Atkins has been a pioneer in the built environment for more than 70 years. With our experts delivering high quality, innovative services we can provide clients with solutions that span the entire spectrum of the building and property sector.

We provide professional technical services associated with the property, infrastructure and design markets. With architects, designers, multidisciplinary engineers, building surveyors, project/programme managers and a broad range of specialists, we deliver projects of all kinds and sizes, from initial study to completion for both public and private sector clients in a range of sectors.

In these challenging times, we also enable our clients to deliver property strategies that contribute to the overall performance of their organisations by getting the best from their building portfolios.

We help our clients focus on their core business activities by enabling their strategies to deliver efficient and effective working environments.
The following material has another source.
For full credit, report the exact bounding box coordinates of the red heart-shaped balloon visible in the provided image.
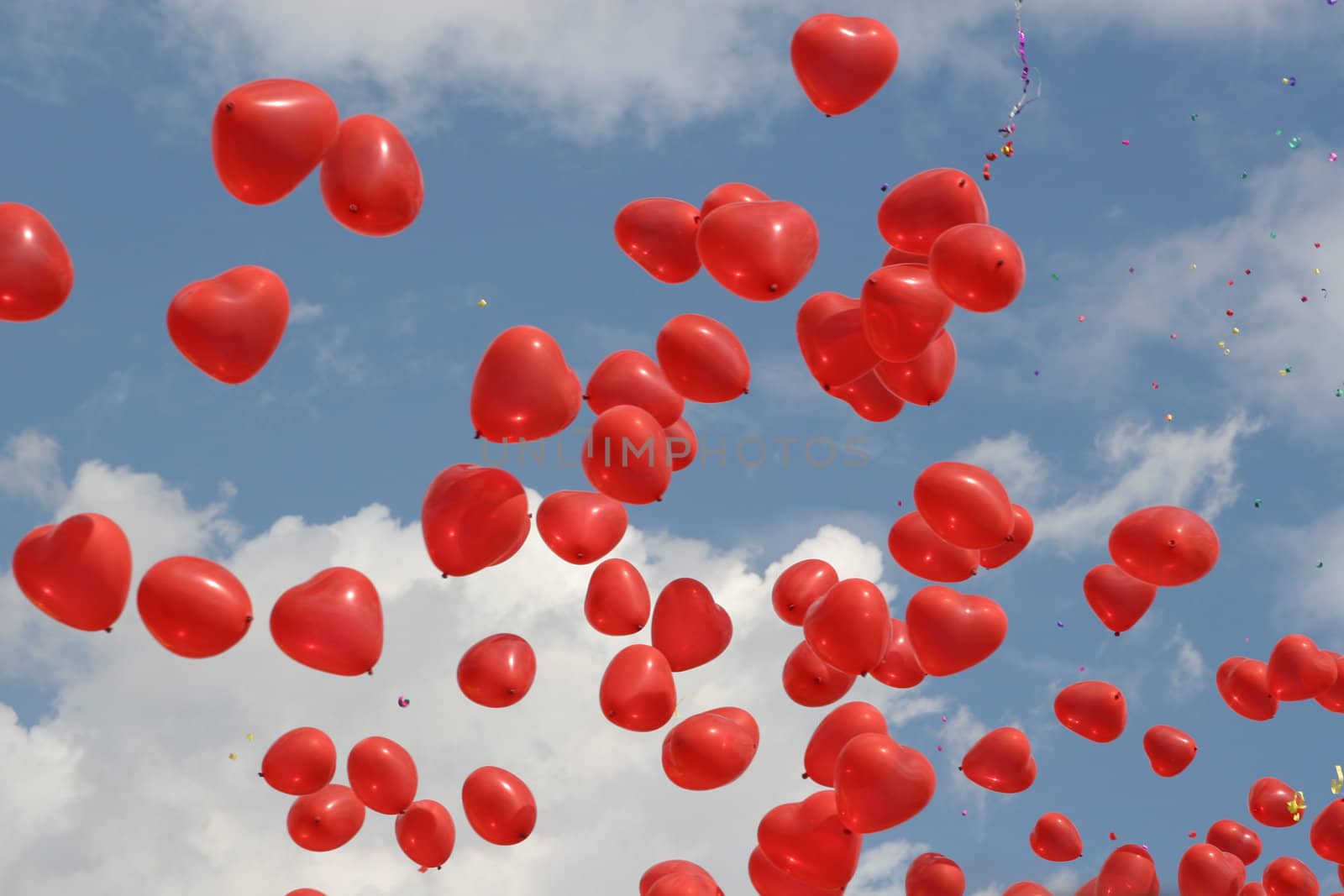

Our range of advisory and managed services allows clients to deliver quality whilst balancing the need to reduce costs, increase efficiencies, save energy and cut waste.
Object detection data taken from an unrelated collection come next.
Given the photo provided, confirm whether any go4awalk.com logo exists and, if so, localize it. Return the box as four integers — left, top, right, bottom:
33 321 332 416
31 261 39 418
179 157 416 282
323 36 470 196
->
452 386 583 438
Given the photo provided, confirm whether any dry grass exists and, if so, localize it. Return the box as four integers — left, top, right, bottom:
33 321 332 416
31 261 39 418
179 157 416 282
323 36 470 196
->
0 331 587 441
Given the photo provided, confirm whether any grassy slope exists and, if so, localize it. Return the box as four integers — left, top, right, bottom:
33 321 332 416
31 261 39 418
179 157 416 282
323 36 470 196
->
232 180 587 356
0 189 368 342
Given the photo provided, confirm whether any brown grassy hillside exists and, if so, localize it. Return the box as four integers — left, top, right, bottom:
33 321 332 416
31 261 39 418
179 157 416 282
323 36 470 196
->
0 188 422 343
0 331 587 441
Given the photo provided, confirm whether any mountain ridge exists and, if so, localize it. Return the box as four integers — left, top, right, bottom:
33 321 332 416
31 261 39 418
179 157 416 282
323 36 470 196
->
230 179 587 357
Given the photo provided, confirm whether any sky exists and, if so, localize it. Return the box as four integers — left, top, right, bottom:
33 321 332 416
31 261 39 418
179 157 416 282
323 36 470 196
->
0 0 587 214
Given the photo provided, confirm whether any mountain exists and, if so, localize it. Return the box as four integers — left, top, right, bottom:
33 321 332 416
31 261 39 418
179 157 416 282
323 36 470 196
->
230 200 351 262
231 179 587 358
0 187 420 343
With a vast experience of working with major public and private sector organisations with large, complex estates, we can work with you to deliver significant results by putting you in total control of owning, operating and occupying your properties.



Atkins’ breadth and depth of expertise in the building and property sector includes:


As one of the world’s leading architectural firms, our architecture teams produce cutting edge design across a broad spectrum of building types, from high-rise mixed-use international developments to innovative solutions which breathe new life into existing buildings, working in both the public and private sectors.


We design interiors for visual impact and for function, for example, creating healing environments in medical facilities and designing spaces which promote learning in schools. We also provide the knowledge and capability required to deliver the most effective and flexible use of space.


Our experience and unique independent approach puts you in complete control of owning and occupying your properties. With our strategy and supply chain consultancy and our knowledge and property intelligence services, we are able to provide our clients complete transparency across their estate and information to make informed strategic decisions, from budgets and policies to supplier contracts and maintenance programmes.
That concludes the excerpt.